Four Decades for Justice
September 26, 2014
On September 19, 2014, Judge Michael R. Barrett of the U.S. District Court for the Southern District of Ohio granted Cravath’s motion to transfer to the District of Delaware a shareholder derivative suit against certain officers, directors and former directors of Chemed Corporation. This is the first decision from a federal court to uphold and enforce a Delaware corporation’s forum-selection bylaw.
Cravath represents Chemed Corporation, as well as certain of its officers, directors and former directors, in two shareholder derivative actions — the instant suit that was recently transferred from federal court in Ohio, and a suit filed in the U.S. District Court for the District of Delaware — alleging breach of fiduciary duty and other claims based on the alleged improper billing of Medicare and Medicaid. In August 2013, prior to the filing of these lawsuits but after the alleged wrongdoing, Chemed enacted a forum-selection bylaw requiring that certain lawsuits, including derivative suits involving Chemed, proceed in either state or federal court in Delaware.

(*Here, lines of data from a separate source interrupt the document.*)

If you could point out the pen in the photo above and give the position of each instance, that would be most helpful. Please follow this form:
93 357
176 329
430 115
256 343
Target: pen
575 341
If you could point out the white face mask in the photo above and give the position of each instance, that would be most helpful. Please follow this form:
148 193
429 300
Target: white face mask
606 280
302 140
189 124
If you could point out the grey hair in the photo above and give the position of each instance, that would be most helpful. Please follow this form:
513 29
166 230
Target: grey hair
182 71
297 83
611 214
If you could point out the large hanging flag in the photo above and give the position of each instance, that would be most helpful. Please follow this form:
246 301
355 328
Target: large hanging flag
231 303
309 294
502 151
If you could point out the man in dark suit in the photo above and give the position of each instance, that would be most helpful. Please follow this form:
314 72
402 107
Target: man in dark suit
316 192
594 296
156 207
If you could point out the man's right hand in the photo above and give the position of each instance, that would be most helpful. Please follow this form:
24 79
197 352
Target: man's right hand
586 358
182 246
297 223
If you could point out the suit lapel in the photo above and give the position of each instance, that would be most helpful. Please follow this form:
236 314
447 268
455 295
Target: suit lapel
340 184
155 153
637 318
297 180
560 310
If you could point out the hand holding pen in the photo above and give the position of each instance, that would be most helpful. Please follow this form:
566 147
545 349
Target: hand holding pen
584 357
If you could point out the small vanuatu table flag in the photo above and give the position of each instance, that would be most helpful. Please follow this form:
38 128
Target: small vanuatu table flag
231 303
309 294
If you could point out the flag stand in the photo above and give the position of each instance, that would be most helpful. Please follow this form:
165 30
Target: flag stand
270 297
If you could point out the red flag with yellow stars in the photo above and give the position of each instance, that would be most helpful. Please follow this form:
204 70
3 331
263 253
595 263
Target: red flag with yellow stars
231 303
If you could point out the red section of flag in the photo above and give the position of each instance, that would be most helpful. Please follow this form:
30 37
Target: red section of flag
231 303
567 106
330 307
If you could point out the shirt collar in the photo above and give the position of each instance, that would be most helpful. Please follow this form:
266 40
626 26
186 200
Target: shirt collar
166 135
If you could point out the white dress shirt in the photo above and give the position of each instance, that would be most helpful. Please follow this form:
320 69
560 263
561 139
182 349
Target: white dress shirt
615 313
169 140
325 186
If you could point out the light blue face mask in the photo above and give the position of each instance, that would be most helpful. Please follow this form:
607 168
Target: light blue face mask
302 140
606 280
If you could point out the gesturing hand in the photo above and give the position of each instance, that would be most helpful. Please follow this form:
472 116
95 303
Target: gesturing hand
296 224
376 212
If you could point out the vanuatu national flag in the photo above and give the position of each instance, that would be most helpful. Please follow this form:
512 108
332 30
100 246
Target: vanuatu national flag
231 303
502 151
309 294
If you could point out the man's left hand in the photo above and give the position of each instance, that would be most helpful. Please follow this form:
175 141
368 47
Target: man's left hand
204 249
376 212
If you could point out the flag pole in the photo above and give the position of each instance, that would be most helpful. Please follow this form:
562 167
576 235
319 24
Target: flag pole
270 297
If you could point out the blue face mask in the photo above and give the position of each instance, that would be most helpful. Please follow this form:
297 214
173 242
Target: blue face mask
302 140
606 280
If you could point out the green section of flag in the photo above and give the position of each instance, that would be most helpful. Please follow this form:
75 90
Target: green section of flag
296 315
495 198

Plaintiff in the Ohio action moved the Judicial Panel on Multidistrict Litigation to centralize the two suits in Ohio, arguing that the forum-selection clause in Chemed’s bylaws is inapplicable in an MDL proceeding and invalid under federal law, based upon decisions in Galaviz v. Berg, 763 F. Supp. 2d 1170 (N.D. Cal. 2011), and In re Facebook, Inc., 922 F. Supp. 2d 445 (S.D.N.Y. 2013). Cravath successfully opposed the motion and subsequently moved to transfer the Ohio case to Delaware, based in part on Chemed’s forum-selection bylaw. In granting Chemed’s motion to transfer to Delaware, Judge Barrett held, inter alia, that (1) the forum-selection bylaw does not become unenforceable simply because it was adopted after the purported wrongdoing; (2) the bylaw was not adopted for an improper purpose; and (3) Delaware was not a seriously inconvenient forum for plaintiff. In upholding Chemed’s bylaw, the court rejected plaintiff’s argument that the court should follow Galaviz, a decision applying federal common law, rather than more recent decisions from Delaware state courts. Instead, the court adopted the reasoning outlined in Boilermakers Local 154 Retirement Fund v. Chevron Corp., 73 A.3d 934 (Del. Ch. 2013), which upheld the statutory and contractual validity and enforceability of unilaterally adopted forum-selection clauses in corporate bylaws. The court also cited the more recent decision in City of Providence v. First Citizens BancShares Inc., No. 9795 (Del. Ch.), in which Cravath successfully represented First Citizens in upholding a forum-selection bylaw that was enacted simultaneously with the announcement of a proposed merger and after some claims had arisen. For the related news item on the First Citizens case, click here.
In addition to these derivative actions, Cravath represented Chemed and three of its top executives in a related putative class action lawsuit in the U.S. District Court for the Southern District of Ohio, In re Chemed Corp. Securities Litigation, No.12-cv-00028, alleging Securities Exchange Act violations based on an alleged fraudulent scheme to enroll ineligible hospice patients and obtain payments from the federal government. The parties agreed to a settlement without any admission of liability, which was approved by the court on July 15, 2014.
The Cravath team included partners Michael A. Paskin and Timothy G. Cameron and associates Michael A. Cabin, Alexander J. Scolnik and Huaou Yan. The case is North v. McNamara, et al., No. 13-cv-833 (S.D. Ohio) and No. 14-cv-1209 (D. Del.)